After diving into addiction psychiatrist George Dreher’s “Introduction to Mindfulness,” morning keynote speaker Judson Brewer, director of research at the Center for Mindfulness and associate professor at UMASS Medical School, took the floor. His presentation, “Understanding the Craving Mind,” described the formation of habits, the intersection of modern and archaic psychology, and the neurobiological research behind the changing of brain processes due to mindfulness.

Next, attendees could choose from three, one-hour breakout sessions including Catherine LaPointe’s “Mindful Eating,” George Dreher’s “Experiential Workshop in Mindfulness” and John Yasenchak’s “Mindfulness and Yoga in Recovery.” When the sessions broke, attendees enjoyed an hour-long lunch.

“It’s great, it’s been a good blend of different ways of presenting (mindfulness),” said James Stevens of LincolnHealth. “We actually had started a little bit at the school with a class … with teachers … We want to also open it up to the community so that we get some of the parents involved, then the parents will know what the kids are doing at school. I could see it being across the board, get it into some of the training with sports. The big guys in sports have to do all this stuff (as) part of their sports training. That’s one way to get kids hooked into it and then they accidentally start using it to make better choices.”

Afternoon keynote speaker Tara Healey, program director for Mindfulness-Based Learning at Harvard Pilgrim Health Care, presented “Mindfulness in Healthcare: Talking to Patients and Clinicians.”

Healey first had audience members do a basic exercise centered on their breathing and concentration on the moment. People’s posture improved.

Healey asked, “How many of you notice, throughout the day, that sometimes you’re lost in thought?”

Virtually all raised their hands.

“So, if we’re with a patient or a family member or a colleague and we’re thinking about dinner or worrying or whatever, we can catch it and intentionally come back to where we need to be at that particular moment. Knowing where our attention is is good training because it allows us to be more deliberate with it. It’s called meta-awareness.”
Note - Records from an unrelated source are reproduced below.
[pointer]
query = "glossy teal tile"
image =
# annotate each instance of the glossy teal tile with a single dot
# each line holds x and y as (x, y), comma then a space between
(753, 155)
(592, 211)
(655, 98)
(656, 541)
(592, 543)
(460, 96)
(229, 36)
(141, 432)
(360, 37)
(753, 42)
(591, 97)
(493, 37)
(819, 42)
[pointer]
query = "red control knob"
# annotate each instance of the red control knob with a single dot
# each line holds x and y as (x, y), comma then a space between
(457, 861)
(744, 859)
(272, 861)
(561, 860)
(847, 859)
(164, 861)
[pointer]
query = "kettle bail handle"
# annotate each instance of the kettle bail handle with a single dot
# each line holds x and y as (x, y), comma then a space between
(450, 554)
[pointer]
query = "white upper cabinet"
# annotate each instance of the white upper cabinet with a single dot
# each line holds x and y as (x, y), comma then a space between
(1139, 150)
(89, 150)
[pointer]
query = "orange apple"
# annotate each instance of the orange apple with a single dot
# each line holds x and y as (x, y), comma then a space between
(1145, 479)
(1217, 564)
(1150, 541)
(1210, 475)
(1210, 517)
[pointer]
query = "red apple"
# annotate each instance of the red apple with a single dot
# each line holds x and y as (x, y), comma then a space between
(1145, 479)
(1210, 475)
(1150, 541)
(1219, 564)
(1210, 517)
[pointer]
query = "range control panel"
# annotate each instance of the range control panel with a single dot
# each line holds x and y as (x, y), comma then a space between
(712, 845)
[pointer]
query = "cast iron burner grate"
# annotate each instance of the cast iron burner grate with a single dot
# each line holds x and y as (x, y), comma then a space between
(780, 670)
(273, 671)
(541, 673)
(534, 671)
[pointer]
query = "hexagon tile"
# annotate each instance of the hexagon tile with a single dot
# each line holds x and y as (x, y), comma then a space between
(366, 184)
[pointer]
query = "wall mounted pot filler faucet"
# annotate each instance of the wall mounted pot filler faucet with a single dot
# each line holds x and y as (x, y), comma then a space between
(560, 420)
Healey then summed up the definition of mindfulness as “… a quality of mind that’s awake, aware, and alert with receptivity, curiosity, and interest to whatever is happening within and around. Whether we’re practicing mindfulness or meditation, we’re entering the terrain of our mind and body.”

The presentation concluded with a longer exercise of mindfulness meditation in almost dead silence as Healey occasionally instructed each participant to take their wandering thought, acknowledge it, and continue by, once again, concentrating on their breathing.

Breakout sessions afterward had Erica Marcus on “Teaching Mindfulness to Children,” Mary Bitterauf with her “Introduction to Mindfulness-Based Stress Reduction” and another round of John Yasenchak’s “Mindfulness and Yoga in Recovery.”

After a short break, Haley Bezon, founder of Hearty Roots, led an open discussion with the audience.

“I think this conference has been interesting,” said Holly Brewer of LincolnHealth. “The research is very applicable, now, and I think more people should actually attend some of these conferences for all different aspects of their life. We’re here for healthcare, but I think other people, no matter what they do, can be more mindful in their life.”